A1111 is simpler for beginners. ComfyUI is faster for complex workflows (multiple ControlNets, chaining preprocessors). Both use the same model files. Pick based on your interface preference, not ControlNet capability.
When ControlNet Fails (and Alternatives)
ControlNet isn’t perfect. Depth estimators fail on flat, abstract images. OpenPose can’t detect non-human poses (animals, robots – though there’s an Animal OpenPose model now). Canny over-extracts edges from noisy photos.
If ControlNet isn’t giving you what you need, consider:
- T2I-Adapter: Lighter alternative to ControlNet (smaller models, faster inference). Same concept – spatial conditioning – but simpler architecture. Works in A1111 via the same extension.
- IP-Adapter: Style transfer without spatial control. Great for “make this image look like that image” without locking down composition.
- Img2Img with low denoising: If you just need minor adjustments, standard img2img (no ControlNet) at 0.3-0.5 denoising can be faster and simpler.
Start Here, Not with Canny
Most tutorials start with Canny edge detection. I think that’s backwards. Canny is precise – which means it’s unforgiving. Depth is more forgiving. Scribble is the most forgiving. If you’re testing ControlNet for the first time, start with Depth. It’ll give you a feel for how ControlNet influences output without requiring perfect reference images.
Download a Midas depth model.
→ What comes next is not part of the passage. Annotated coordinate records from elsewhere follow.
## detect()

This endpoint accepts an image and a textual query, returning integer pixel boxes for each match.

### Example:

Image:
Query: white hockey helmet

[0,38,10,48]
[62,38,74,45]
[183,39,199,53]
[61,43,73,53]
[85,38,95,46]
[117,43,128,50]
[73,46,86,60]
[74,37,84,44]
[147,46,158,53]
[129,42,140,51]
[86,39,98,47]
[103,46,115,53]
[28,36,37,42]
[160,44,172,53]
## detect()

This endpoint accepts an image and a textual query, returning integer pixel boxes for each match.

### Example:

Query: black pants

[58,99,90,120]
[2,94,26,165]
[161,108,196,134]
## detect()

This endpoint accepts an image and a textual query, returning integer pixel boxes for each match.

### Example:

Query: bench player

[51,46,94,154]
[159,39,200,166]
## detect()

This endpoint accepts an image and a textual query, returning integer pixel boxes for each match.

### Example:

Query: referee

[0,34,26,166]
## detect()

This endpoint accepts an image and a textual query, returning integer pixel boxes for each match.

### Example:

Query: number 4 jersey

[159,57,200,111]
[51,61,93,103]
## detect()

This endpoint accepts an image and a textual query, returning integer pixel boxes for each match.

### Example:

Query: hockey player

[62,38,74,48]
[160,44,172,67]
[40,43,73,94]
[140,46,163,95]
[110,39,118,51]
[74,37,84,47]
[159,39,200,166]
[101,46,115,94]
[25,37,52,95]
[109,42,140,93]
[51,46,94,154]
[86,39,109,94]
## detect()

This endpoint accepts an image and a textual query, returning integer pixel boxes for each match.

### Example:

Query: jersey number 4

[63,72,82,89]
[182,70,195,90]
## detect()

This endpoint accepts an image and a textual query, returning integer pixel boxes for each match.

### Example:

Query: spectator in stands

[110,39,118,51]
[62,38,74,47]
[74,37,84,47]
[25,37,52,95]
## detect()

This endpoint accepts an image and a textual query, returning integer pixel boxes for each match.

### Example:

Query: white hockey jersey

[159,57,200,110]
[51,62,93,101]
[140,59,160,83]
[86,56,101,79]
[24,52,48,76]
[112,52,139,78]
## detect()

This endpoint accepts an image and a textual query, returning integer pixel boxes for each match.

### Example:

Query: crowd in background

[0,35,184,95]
Upload any photo with clear foreground/background. Set Control Weight to 0.7. Write a prompt that describes what you want (not what’s in the photo). Generate. You’ll see how depth maps guide spatial layout while letting your prompt control the rest.
Once you understand that, move to OpenPose (if you work with characters) or Canny (if you need precise composition). But start with the model that’s most forgiving.
FAQ
Why doesn’t my ControlNet affect the output at all?
Three common causes: (1) Model version mismatch – your SD checkpoint is 1.5 but your ControlNet model is for SDXL. Check the filenames. (2) Enable checkbox is unchecked. (3) Control Weight is set to 0. Also, make sure you actually selected a model in the Model dropdown – “None” is an option and it does nothing.
Can I use ControlNet with SDXL models?
Yes, but you need SDXL-specific ControlNet models. SD 1.5 ControlNet models don’t work with SDXL checkpoints. As of early 2025, SDXL ControlNet models are mostly community-made (available on Civitai). Stability AI released official SD 3.5 Large ControlNets in January 2025 (Canny, Depth, Blur), free for commercial use under $1M revenue per the Community License.
What’s the difference between Control Weight and Control Mode?
Control Weight (0 to 2) is how strongly the control map influences the image – higher = more control. Control Mode changes HOW that influence applies. “Balanced” applies ControlNet normally. “My prompt is more important” weakens ControlNet slightly in favor of text. “ControlNet is more important” multiplies ControlNet influence by your CFG scale – so if CFG is 7, ControlNet becomes 7x stronger on top of the weight you set. This is non-linear and can overpower your prompt fast. Stick to Balanced unless you’re intentionally experimenting, then adjust weight first before touching Control Mode.